Programada para 9 de maio, dia da rendição alemã, a cerimônia acabou adiada devido à epidemia do novo coronavírus. “Os soldados soviéticos libertaram os países da Europa dos invasores, deram fim à tragédia do Holocausto e salvaram o povo da Alemanha do nazismo, essa ideologia mortal”, completou o presidente russo diante das tropas, com uniformes cerimoniais, mas sem máscara, apesar da epidemia.
O evento, para celebrar os 75 anos do fim da Segunda Guerra Mundial, incluiu o desfile de 14 mil soldados e uma forte demonstração do poderio bélico russo. Atravessaram a Praça Vermelha de Moscou tanques, mísseis, sistemas antiaéreos e aviões, incluindo alguns que participam da guerra na Síria, conflito que ilustra o retorno da influência dos russos ao cenário internacional.
Ao discursar, o chefe do Kremlin defendeu a unidade da comunidade internacional para enfrentar os desafios atuais, evitando críticas aos países ocidentais. Uma fala bem diferente da apresentada na semana passada, quando acusou o Ocidente de “revisionismo” histórico anti-Rússia na Segunda Guerra, em um artigo publicado na revista conservadora The National Interest, dos Estados Unidos. No texto, classificou essa suposta distorção como “perigosa”.
O tom de ontem foi ameno. “Compreendemos que é importante reforçar a amizade, a confiança entre os povos, assim como a abertura de um diálogo e uma cooperação sobre as questões atuais que estão na agenda internacional”, disse.
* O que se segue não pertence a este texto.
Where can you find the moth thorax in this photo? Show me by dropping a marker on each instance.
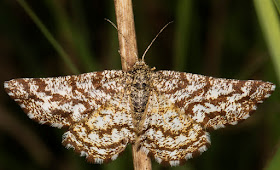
(139, 94)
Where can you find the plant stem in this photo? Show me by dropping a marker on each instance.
(129, 55)
(126, 32)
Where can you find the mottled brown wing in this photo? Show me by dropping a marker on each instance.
(170, 136)
(212, 102)
(183, 106)
(105, 133)
(62, 101)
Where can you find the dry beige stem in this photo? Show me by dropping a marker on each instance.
(128, 53)
(126, 30)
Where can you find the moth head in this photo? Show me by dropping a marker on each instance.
(140, 65)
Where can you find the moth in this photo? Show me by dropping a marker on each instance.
(166, 113)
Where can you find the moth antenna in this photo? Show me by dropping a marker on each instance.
(143, 56)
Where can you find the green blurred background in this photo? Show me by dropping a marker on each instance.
(221, 38)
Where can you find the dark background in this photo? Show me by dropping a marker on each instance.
(221, 38)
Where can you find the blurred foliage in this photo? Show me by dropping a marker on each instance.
(221, 38)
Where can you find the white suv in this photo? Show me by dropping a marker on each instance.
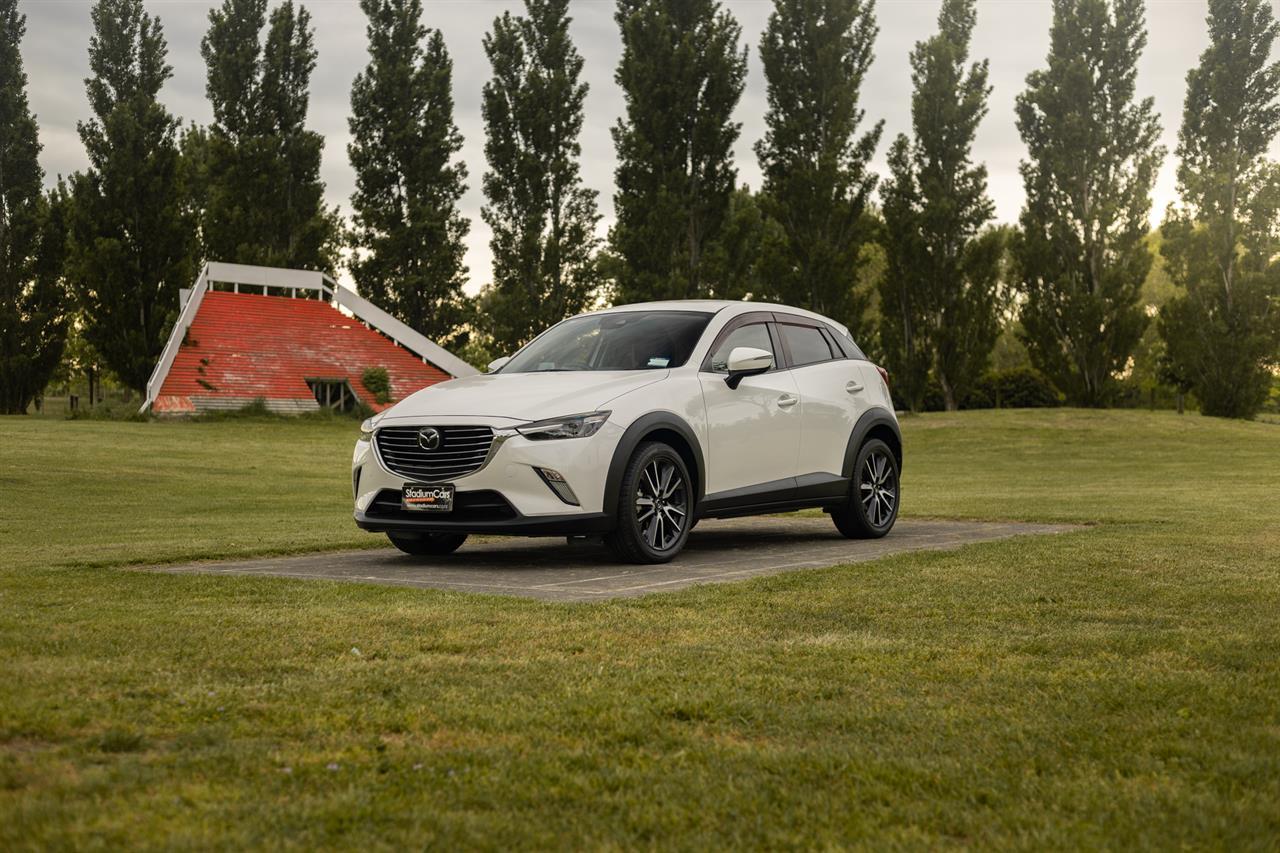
(632, 424)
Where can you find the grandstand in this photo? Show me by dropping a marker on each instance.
(293, 340)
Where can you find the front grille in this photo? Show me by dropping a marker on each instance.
(467, 506)
(462, 451)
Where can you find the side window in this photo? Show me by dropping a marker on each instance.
(846, 343)
(805, 343)
(757, 334)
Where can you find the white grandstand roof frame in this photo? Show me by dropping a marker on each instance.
(295, 281)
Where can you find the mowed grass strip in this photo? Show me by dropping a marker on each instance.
(1115, 687)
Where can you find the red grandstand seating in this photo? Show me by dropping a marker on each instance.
(243, 346)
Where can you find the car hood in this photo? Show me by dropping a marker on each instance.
(522, 396)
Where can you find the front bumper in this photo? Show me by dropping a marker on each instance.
(506, 496)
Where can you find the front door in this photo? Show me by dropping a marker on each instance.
(753, 430)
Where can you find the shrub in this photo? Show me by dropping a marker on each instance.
(1020, 388)
(378, 382)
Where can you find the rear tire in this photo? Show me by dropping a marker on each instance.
(428, 544)
(874, 495)
(656, 506)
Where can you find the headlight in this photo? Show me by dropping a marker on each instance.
(566, 427)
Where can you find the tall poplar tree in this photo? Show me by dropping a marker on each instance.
(543, 218)
(681, 76)
(407, 232)
(1223, 243)
(1082, 251)
(940, 296)
(131, 236)
(816, 54)
(32, 236)
(264, 199)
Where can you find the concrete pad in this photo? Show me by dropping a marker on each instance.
(554, 570)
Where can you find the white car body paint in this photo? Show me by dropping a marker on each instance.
(787, 423)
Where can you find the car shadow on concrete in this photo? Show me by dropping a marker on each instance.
(552, 569)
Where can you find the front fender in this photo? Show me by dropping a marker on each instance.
(631, 438)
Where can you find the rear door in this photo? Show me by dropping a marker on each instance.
(753, 430)
(832, 395)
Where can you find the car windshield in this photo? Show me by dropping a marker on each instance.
(616, 341)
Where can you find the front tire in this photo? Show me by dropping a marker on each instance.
(656, 506)
(874, 495)
(428, 544)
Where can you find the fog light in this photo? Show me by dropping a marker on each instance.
(556, 482)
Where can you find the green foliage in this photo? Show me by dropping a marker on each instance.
(1221, 245)
(543, 218)
(681, 74)
(817, 183)
(941, 293)
(33, 300)
(378, 382)
(407, 232)
(131, 236)
(1019, 388)
(257, 165)
(1014, 388)
(1082, 252)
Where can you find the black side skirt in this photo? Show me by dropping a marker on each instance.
(791, 493)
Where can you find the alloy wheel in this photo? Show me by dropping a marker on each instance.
(878, 491)
(662, 503)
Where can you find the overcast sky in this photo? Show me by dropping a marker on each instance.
(1011, 33)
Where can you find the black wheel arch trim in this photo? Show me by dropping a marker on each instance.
(630, 441)
(869, 420)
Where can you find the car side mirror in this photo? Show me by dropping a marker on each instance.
(746, 361)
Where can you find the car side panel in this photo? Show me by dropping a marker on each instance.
(832, 397)
(753, 430)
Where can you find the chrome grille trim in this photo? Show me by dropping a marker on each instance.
(462, 451)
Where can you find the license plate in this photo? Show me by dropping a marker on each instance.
(428, 498)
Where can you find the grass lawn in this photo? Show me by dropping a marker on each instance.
(1116, 687)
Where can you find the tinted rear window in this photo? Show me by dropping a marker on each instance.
(805, 343)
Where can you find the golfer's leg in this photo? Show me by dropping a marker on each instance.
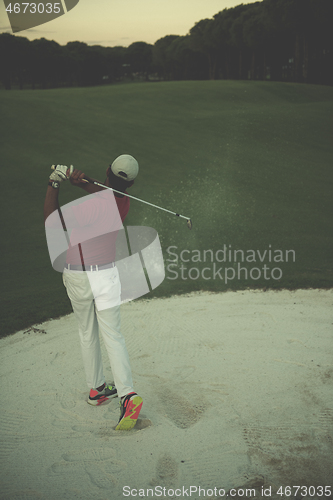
(82, 300)
(109, 325)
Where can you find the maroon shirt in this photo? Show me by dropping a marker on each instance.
(95, 224)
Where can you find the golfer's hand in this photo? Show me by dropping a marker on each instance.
(76, 178)
(61, 172)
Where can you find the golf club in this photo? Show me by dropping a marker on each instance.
(87, 179)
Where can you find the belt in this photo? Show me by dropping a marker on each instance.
(89, 267)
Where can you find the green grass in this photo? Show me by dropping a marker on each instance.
(249, 162)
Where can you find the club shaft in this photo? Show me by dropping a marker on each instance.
(134, 198)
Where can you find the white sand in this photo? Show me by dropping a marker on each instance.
(237, 391)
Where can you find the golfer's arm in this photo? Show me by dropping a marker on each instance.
(51, 201)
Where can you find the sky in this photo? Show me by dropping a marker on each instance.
(121, 22)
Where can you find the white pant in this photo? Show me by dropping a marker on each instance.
(95, 298)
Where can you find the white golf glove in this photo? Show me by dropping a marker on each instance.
(59, 173)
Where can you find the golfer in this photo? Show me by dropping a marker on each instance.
(92, 281)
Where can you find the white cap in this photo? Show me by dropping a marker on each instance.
(126, 167)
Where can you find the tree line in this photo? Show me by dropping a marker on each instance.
(280, 40)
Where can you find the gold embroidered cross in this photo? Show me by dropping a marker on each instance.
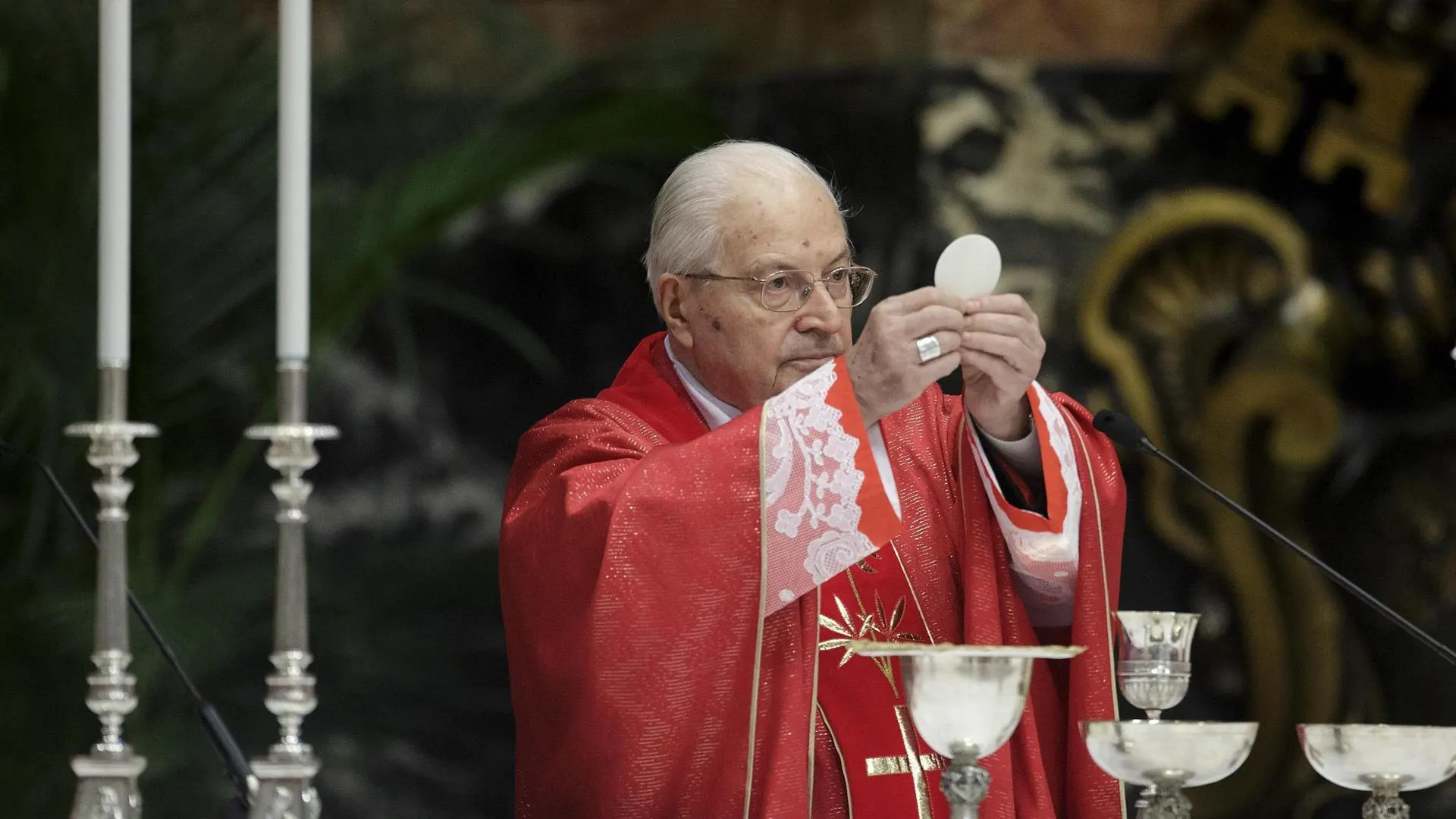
(913, 763)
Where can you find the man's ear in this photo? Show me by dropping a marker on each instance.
(672, 299)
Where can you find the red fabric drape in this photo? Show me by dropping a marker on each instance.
(647, 684)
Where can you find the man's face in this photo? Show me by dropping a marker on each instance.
(742, 352)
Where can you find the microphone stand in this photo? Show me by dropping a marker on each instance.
(1128, 433)
(218, 732)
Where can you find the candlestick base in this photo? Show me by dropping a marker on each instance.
(286, 786)
(108, 784)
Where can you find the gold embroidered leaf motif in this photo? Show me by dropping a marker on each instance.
(829, 623)
(867, 624)
(843, 613)
(890, 673)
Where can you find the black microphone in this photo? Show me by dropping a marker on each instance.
(1128, 433)
(223, 739)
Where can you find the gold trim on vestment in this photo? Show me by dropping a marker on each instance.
(843, 770)
(883, 765)
(814, 701)
(1107, 596)
(912, 761)
(764, 605)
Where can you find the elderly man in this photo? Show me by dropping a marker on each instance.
(688, 557)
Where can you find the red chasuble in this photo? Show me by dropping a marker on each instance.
(677, 602)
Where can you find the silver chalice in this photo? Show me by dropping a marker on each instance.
(965, 701)
(1153, 668)
(1382, 760)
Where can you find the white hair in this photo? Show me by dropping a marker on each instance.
(686, 228)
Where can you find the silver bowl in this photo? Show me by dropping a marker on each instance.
(1381, 758)
(1169, 752)
(1166, 757)
(965, 703)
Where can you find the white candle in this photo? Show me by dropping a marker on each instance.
(114, 241)
(294, 57)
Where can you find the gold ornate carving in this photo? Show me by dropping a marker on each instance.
(1220, 344)
(1366, 134)
(1159, 284)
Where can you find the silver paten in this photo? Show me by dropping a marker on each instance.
(284, 777)
(107, 776)
(1382, 760)
(965, 701)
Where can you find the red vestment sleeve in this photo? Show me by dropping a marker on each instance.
(622, 566)
(658, 591)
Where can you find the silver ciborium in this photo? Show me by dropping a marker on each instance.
(1153, 668)
(1155, 659)
(1382, 760)
(965, 701)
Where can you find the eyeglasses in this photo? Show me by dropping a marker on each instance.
(786, 290)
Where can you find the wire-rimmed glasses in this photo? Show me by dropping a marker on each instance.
(785, 290)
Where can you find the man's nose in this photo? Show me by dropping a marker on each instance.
(819, 314)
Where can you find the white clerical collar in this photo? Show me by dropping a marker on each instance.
(714, 411)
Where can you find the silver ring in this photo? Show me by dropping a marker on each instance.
(929, 349)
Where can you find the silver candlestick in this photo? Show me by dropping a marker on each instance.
(108, 773)
(286, 774)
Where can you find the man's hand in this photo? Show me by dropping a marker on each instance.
(1001, 356)
(884, 365)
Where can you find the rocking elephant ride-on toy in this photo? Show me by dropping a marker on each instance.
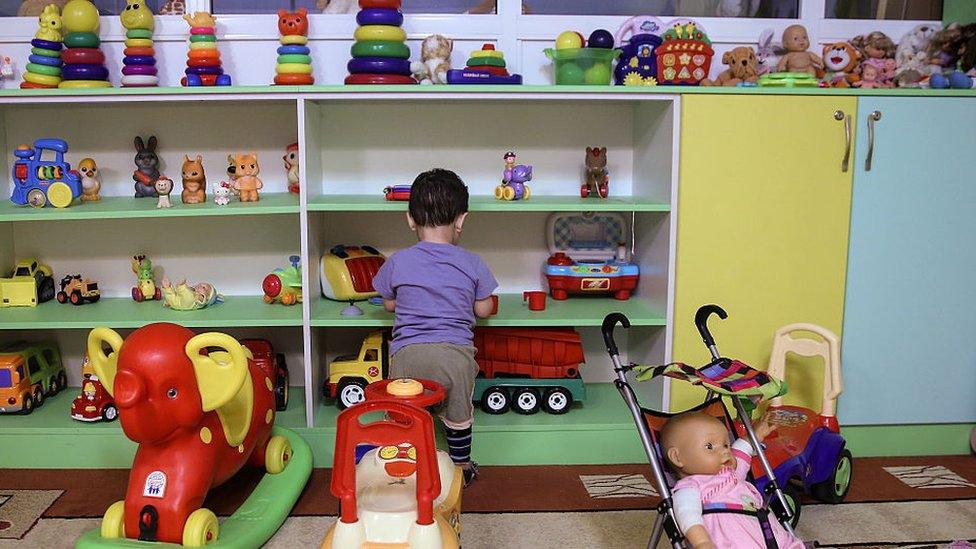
(806, 455)
(402, 493)
(200, 408)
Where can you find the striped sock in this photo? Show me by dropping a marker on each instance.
(459, 444)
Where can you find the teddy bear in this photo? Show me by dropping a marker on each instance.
(742, 68)
(841, 61)
(435, 55)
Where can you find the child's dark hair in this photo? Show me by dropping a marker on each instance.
(437, 198)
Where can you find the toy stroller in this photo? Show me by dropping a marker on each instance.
(722, 376)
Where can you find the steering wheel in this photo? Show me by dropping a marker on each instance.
(417, 392)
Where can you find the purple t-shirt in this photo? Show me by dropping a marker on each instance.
(435, 287)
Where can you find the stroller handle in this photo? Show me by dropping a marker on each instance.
(701, 321)
(609, 323)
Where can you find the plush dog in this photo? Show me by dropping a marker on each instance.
(435, 60)
(742, 68)
(841, 60)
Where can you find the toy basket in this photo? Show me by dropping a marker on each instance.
(583, 66)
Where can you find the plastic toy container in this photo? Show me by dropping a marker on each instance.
(583, 66)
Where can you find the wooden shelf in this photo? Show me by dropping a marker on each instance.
(482, 203)
(119, 207)
(123, 312)
(578, 311)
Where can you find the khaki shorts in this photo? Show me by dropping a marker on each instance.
(453, 366)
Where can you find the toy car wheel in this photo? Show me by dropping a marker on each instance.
(556, 400)
(526, 401)
(834, 489)
(200, 529)
(113, 522)
(110, 413)
(277, 454)
(350, 392)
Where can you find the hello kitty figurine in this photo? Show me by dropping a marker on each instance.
(222, 194)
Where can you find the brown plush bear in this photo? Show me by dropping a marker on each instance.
(742, 68)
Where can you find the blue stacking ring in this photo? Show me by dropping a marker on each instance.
(45, 60)
(46, 44)
(378, 65)
(84, 72)
(379, 17)
(138, 60)
(204, 70)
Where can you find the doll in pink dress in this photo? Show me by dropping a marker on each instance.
(712, 474)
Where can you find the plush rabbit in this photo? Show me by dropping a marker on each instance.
(147, 164)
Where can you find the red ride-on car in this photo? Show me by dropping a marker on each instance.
(272, 364)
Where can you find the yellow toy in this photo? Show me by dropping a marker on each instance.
(80, 16)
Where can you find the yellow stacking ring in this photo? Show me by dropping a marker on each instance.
(293, 68)
(380, 32)
(293, 40)
(84, 84)
(42, 79)
(138, 42)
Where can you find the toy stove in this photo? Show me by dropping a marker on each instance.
(589, 256)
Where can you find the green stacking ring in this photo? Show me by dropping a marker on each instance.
(380, 48)
(43, 69)
(486, 62)
(295, 58)
(45, 53)
(138, 33)
(81, 40)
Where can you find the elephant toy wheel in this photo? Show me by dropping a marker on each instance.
(277, 455)
(113, 522)
(200, 529)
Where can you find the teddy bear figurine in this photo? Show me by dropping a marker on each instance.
(796, 41)
(742, 68)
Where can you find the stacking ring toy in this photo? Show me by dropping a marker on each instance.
(41, 60)
(84, 72)
(46, 44)
(90, 56)
(294, 50)
(138, 80)
(138, 60)
(293, 40)
(380, 32)
(380, 48)
(133, 70)
(84, 84)
(138, 33)
(300, 59)
(83, 40)
(378, 65)
(294, 79)
(42, 79)
(379, 4)
(379, 17)
(293, 68)
(43, 69)
(139, 51)
(379, 79)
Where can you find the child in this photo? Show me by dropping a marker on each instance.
(437, 289)
(712, 476)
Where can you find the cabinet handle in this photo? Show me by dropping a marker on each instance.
(846, 162)
(872, 118)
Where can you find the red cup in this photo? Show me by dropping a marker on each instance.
(537, 300)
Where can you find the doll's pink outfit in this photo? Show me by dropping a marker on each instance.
(697, 497)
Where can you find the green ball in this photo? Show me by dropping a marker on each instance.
(599, 73)
(569, 73)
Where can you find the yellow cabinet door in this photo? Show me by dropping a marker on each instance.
(763, 216)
Além de impor um adiamento à celebração, o novo coronavírus também tornou o evento bem menos grandioso do que o planejado. Por conta da pandemia, nenhum presidente, ou primeiro-ministro ocidental, estava ao lado de Vladimir Putin. Mesmo governantes de países da ex-União Soviética não viajaram a Moscou. Alguns aliados — como os presidentes do Cazaquistão, da Moldávia, de Belarus (Bielorrússia) e da Sérvia — prestigiaram a cerimônia.
Votação
O desfile foi realizado a poucas horas do referendo constitucional que poderá dar a Putin a chance de disputar dois novos mandatos presidenciais. O chefe de Estado, que está no poder há duas décadas, terá a possibilidade de continuar até 2036, quando completará 84 anos.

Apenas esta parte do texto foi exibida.